Based on the simulation framework established in our previous study, this paper extends the model to include self-induced vertical undulations, providing a more realistic representation of the movement dynamics of biomimetic manta ray robots. The inclusion of these additional degrees of freedom has led to nuanced adjustments in the dynamics of propulsion, as evidenced by our comprehensive simulations and analyses. Below are the key findings and implications for the design and operation of biomimetic aquatic robots:

• The introduction of vertical freedom has notably diminished the influence of stiffness variations on thrust, resulting in a significant overall decrease in thrust. However, the propulsive efficiency shows a slight overall improvement, maintaining a consistent influence trend despite these changes.
• The adoption of a non-sinusoidal, square-wave flapping motion pattern brings us closer to the actual flapping motion of the manta ray, which significantly enhances thrust without substantially affecting propulsive efficiency. The impact of this motion pattern remains consistent even with the introduction of longitudinal degrees of freedom, suggesting a robust design strategy for enhancing propulsion.
• The distribution of mass is critically important in the design of biomimetic manta rays and has been largely overlooked in previous studies. An excessive focus on replicating the complex structure of the pectoral fins to mimic the real manta ray’s flapping motion has inadvertently increased the mass proportion of the pectoral fins. This, in turn, induces more pronounced longitudinal undulatory motions in the body, substantially reducing thrust.

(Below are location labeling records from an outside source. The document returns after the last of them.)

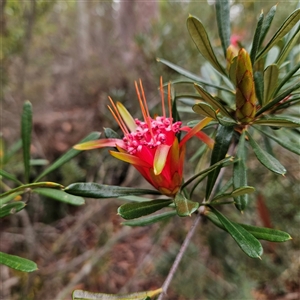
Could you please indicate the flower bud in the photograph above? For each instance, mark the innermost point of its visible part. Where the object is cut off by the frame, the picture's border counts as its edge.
(245, 90)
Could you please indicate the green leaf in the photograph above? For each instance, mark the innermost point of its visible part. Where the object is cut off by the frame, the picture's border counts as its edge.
(10, 177)
(293, 147)
(280, 121)
(259, 86)
(110, 134)
(287, 77)
(144, 221)
(138, 209)
(84, 295)
(26, 128)
(68, 155)
(277, 99)
(60, 196)
(205, 109)
(11, 208)
(96, 190)
(25, 187)
(266, 24)
(212, 101)
(201, 40)
(270, 81)
(202, 174)
(222, 143)
(241, 191)
(269, 161)
(240, 174)
(267, 234)
(192, 76)
(245, 240)
(17, 263)
(261, 233)
(11, 151)
(288, 47)
(185, 207)
(286, 26)
(8, 198)
(223, 21)
(256, 38)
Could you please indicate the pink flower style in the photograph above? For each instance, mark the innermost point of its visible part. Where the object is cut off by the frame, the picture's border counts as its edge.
(151, 145)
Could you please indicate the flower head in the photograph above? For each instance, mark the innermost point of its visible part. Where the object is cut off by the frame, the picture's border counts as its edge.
(151, 145)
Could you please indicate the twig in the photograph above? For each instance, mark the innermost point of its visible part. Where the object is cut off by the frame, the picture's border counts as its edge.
(186, 242)
(179, 256)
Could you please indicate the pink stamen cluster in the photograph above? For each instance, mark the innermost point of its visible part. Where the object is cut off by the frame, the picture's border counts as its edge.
(162, 131)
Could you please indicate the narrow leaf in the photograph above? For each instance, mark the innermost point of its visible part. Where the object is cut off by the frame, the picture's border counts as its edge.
(266, 24)
(201, 40)
(240, 174)
(17, 263)
(266, 159)
(222, 143)
(286, 26)
(26, 128)
(212, 101)
(84, 295)
(138, 209)
(256, 38)
(202, 174)
(185, 207)
(110, 134)
(259, 86)
(287, 77)
(68, 155)
(241, 191)
(223, 21)
(193, 77)
(11, 208)
(245, 240)
(270, 81)
(279, 121)
(267, 234)
(205, 109)
(96, 190)
(10, 177)
(261, 233)
(60, 196)
(288, 47)
(25, 187)
(293, 147)
(12, 196)
(144, 221)
(278, 98)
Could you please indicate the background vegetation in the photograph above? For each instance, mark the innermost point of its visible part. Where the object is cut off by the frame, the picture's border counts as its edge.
(66, 58)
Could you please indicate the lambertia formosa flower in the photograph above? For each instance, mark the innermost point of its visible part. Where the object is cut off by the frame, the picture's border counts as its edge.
(151, 145)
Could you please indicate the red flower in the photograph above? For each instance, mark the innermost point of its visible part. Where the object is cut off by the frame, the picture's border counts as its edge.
(151, 145)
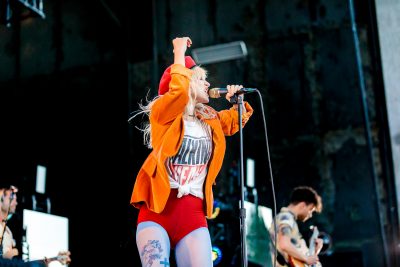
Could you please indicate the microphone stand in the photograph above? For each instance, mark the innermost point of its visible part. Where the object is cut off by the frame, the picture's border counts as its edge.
(238, 99)
(5, 224)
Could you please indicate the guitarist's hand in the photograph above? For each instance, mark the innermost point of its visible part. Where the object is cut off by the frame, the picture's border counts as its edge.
(310, 260)
(319, 243)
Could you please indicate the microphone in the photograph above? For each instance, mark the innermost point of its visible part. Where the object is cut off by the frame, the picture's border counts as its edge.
(217, 92)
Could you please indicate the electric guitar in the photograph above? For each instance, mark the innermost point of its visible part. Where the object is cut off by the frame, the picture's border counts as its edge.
(62, 257)
(293, 262)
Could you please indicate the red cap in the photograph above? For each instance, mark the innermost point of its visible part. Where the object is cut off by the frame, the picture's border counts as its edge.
(166, 78)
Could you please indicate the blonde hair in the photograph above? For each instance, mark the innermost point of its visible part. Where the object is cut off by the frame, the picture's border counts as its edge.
(192, 107)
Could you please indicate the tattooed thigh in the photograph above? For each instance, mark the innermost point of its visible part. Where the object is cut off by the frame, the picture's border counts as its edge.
(152, 254)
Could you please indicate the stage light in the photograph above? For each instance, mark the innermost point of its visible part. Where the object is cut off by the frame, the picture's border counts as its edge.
(219, 52)
(216, 255)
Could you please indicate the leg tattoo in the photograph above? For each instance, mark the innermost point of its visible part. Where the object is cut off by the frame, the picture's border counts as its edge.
(150, 252)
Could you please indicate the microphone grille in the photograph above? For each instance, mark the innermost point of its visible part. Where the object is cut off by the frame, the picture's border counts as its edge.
(214, 93)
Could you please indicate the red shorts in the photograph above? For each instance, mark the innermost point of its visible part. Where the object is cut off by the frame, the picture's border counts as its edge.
(179, 217)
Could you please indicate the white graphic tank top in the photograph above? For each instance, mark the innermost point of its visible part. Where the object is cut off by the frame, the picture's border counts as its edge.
(187, 170)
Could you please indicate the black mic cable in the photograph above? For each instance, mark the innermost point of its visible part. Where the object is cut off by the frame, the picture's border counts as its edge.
(271, 176)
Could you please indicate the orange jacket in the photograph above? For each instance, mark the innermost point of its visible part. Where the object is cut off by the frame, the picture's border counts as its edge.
(152, 185)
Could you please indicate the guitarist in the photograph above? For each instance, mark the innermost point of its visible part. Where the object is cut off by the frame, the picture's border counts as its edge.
(292, 248)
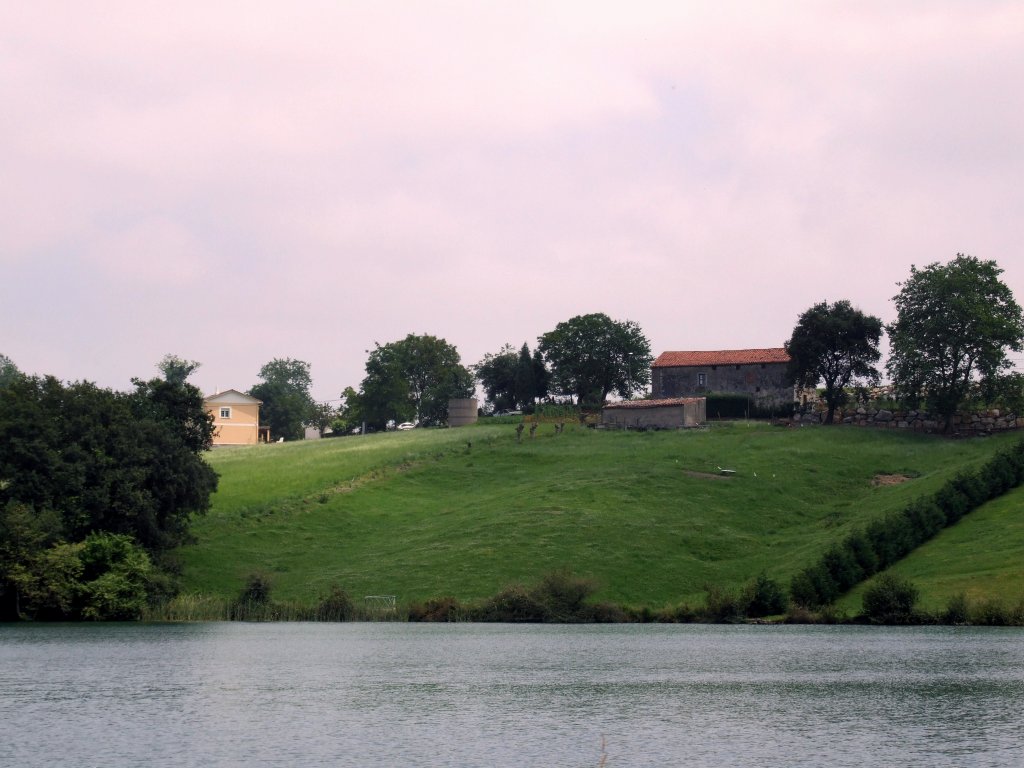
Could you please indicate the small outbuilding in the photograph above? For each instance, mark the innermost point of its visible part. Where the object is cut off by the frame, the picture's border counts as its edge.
(674, 413)
(236, 418)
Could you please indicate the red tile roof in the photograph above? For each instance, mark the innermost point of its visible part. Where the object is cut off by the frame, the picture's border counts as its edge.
(721, 357)
(667, 402)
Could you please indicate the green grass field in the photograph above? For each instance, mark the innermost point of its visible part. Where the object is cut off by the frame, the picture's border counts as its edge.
(420, 514)
(981, 557)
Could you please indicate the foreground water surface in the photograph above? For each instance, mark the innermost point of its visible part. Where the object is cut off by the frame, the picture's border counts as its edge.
(397, 694)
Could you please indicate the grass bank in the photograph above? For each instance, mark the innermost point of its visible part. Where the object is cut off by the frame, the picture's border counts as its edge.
(466, 512)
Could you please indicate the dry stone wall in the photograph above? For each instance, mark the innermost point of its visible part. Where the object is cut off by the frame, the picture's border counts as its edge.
(981, 422)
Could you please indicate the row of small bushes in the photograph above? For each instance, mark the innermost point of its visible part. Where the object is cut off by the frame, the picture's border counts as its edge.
(561, 597)
(869, 551)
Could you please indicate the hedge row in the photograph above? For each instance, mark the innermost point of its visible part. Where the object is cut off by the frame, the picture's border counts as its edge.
(884, 542)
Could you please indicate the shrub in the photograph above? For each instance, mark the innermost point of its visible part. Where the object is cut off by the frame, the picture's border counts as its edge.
(337, 606)
(514, 604)
(563, 595)
(890, 600)
(764, 597)
(436, 609)
(956, 611)
(724, 606)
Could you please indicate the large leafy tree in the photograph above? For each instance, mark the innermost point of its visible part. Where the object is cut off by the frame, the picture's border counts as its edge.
(954, 325)
(77, 461)
(592, 355)
(288, 407)
(836, 344)
(413, 379)
(512, 379)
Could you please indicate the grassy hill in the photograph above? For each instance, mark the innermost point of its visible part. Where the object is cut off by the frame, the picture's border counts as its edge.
(981, 557)
(421, 514)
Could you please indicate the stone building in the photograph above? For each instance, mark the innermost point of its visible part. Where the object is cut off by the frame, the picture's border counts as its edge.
(665, 414)
(758, 373)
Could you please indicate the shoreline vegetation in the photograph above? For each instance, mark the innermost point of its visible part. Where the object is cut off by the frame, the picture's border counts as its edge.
(561, 597)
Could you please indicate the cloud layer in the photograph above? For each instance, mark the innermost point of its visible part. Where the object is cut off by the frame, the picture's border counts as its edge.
(239, 181)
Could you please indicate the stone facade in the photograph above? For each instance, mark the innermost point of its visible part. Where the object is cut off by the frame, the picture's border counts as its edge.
(663, 414)
(758, 373)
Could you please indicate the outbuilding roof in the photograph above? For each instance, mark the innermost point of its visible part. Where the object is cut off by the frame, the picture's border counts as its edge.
(721, 357)
(231, 396)
(666, 402)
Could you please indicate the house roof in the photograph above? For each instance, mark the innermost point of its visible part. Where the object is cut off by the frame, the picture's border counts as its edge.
(721, 357)
(666, 402)
(229, 396)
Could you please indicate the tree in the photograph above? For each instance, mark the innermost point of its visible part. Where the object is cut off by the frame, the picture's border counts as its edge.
(411, 379)
(176, 370)
(497, 374)
(592, 355)
(953, 327)
(78, 461)
(322, 416)
(512, 380)
(285, 392)
(836, 344)
(530, 377)
(8, 371)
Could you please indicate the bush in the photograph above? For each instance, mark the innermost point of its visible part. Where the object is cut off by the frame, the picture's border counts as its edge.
(724, 606)
(513, 604)
(956, 611)
(890, 600)
(563, 594)
(337, 606)
(436, 609)
(764, 597)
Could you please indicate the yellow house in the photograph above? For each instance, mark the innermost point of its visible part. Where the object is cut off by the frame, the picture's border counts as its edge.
(236, 418)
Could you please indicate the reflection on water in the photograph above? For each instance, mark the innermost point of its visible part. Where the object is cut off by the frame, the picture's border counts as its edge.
(499, 694)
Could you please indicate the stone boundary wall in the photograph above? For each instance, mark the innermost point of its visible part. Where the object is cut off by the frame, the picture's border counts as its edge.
(982, 422)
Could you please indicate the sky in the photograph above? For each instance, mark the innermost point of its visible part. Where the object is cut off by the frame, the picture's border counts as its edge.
(237, 181)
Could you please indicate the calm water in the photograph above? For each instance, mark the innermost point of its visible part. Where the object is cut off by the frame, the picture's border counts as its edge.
(387, 694)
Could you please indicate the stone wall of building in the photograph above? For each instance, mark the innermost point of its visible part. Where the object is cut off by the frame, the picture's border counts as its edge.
(766, 382)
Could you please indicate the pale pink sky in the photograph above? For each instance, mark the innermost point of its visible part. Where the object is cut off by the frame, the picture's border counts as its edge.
(237, 181)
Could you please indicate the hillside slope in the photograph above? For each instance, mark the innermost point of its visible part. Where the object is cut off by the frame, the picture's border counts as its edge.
(981, 557)
(424, 514)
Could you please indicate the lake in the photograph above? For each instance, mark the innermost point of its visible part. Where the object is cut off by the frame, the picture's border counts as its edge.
(399, 694)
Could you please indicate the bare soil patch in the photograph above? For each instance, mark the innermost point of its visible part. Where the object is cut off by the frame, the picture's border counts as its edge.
(706, 475)
(889, 479)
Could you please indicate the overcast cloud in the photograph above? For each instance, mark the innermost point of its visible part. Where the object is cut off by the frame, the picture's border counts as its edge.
(237, 181)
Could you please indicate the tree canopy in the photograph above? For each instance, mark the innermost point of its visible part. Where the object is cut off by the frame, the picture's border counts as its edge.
(592, 355)
(176, 370)
(953, 328)
(288, 407)
(836, 344)
(93, 483)
(412, 379)
(512, 380)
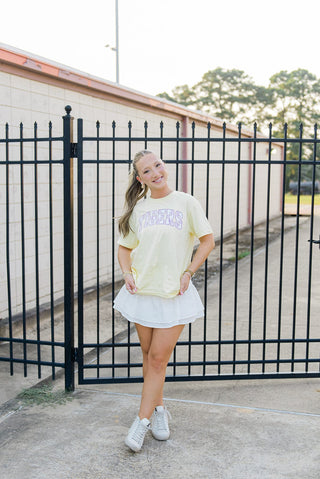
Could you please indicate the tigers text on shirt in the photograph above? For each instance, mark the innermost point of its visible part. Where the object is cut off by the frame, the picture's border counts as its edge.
(161, 237)
(162, 216)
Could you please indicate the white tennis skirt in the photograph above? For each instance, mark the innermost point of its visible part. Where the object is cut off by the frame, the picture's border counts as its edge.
(157, 312)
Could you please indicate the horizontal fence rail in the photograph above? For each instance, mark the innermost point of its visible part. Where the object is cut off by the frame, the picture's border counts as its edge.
(59, 205)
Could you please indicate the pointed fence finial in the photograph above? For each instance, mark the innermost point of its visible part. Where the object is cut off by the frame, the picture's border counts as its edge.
(68, 109)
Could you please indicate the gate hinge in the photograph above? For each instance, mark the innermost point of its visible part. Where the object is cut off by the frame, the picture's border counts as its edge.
(74, 150)
(74, 355)
(315, 241)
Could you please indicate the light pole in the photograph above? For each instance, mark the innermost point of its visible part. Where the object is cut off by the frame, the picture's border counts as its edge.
(117, 42)
(116, 48)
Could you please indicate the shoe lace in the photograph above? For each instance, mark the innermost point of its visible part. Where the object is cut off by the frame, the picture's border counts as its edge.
(140, 431)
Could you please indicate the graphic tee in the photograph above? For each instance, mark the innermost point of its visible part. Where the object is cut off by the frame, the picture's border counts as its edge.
(161, 237)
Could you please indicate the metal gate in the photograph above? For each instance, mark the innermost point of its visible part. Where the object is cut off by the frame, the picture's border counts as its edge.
(260, 286)
(261, 301)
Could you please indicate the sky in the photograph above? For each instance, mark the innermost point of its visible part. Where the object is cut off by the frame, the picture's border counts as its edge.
(166, 43)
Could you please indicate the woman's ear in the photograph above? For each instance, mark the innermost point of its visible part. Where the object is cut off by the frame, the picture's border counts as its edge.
(138, 178)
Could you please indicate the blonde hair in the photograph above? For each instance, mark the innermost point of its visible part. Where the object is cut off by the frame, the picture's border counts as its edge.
(134, 193)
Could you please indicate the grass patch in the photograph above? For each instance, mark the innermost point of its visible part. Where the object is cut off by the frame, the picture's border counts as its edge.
(304, 199)
(44, 396)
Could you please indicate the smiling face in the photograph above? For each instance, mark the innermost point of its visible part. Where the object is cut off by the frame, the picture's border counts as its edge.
(152, 172)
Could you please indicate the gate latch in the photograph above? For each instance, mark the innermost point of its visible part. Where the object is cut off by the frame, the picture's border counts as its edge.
(315, 241)
(74, 150)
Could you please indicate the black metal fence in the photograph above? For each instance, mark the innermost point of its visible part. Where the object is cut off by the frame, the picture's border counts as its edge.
(258, 287)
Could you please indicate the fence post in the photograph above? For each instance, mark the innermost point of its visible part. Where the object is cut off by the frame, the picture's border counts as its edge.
(68, 249)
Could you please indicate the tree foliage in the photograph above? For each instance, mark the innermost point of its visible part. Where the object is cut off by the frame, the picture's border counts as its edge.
(291, 98)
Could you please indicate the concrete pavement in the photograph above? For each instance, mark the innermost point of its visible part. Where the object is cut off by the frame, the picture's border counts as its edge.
(230, 430)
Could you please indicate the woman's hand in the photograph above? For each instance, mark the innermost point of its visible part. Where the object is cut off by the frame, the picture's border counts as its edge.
(184, 282)
(130, 284)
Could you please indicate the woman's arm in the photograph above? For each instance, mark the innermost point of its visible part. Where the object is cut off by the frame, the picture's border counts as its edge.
(205, 247)
(124, 258)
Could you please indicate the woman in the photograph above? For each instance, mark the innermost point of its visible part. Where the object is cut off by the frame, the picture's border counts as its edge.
(155, 249)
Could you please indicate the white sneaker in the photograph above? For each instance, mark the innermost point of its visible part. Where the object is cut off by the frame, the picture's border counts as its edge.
(160, 427)
(136, 433)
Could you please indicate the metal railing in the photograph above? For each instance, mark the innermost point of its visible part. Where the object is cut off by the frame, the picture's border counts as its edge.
(60, 229)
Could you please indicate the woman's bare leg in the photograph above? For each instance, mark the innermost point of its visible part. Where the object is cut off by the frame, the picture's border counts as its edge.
(157, 346)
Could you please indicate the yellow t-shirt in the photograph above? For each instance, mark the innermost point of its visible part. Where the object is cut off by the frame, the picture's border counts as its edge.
(162, 238)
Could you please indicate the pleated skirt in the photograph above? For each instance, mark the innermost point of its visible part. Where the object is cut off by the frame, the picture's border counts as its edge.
(157, 312)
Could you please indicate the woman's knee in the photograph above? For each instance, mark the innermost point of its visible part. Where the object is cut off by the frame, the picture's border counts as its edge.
(157, 361)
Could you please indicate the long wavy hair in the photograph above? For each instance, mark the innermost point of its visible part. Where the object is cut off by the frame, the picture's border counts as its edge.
(134, 193)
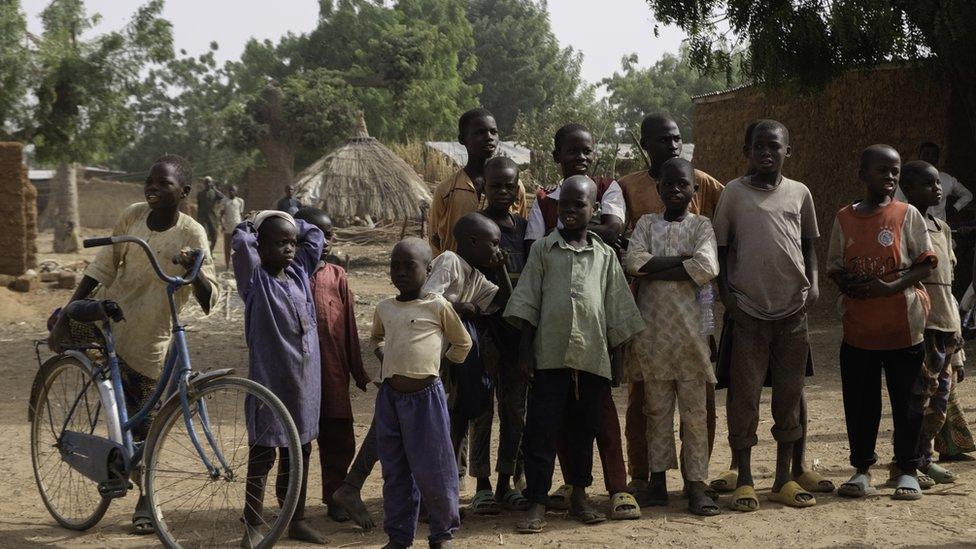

While our study has focused on a constrained set of parameters, the results highlight the need for additional parametric research to refine design and operational tactics. The integrated dynamic framework for rigid body movement, elastic deformation, and fluid simulation introduced in this article showcases substantial utility and should be leveraged more frequently in the design and optimization of biomimetic underwater robots. This methodology not only deepens our comprehension of the underlying dynamics at play but also facilitates the tangible development of more effective and resilient aquatic robots.

Moreover, while this investigation has taken into account the vertical motion of the body resulting from pectoral fin flapping, the accompanying pitch motion has not been fully explored. This aspect of the study is left for future research to address, aiming to provide a more comprehensive analysis of the multifaceted dynamics involved in underwater locomotion.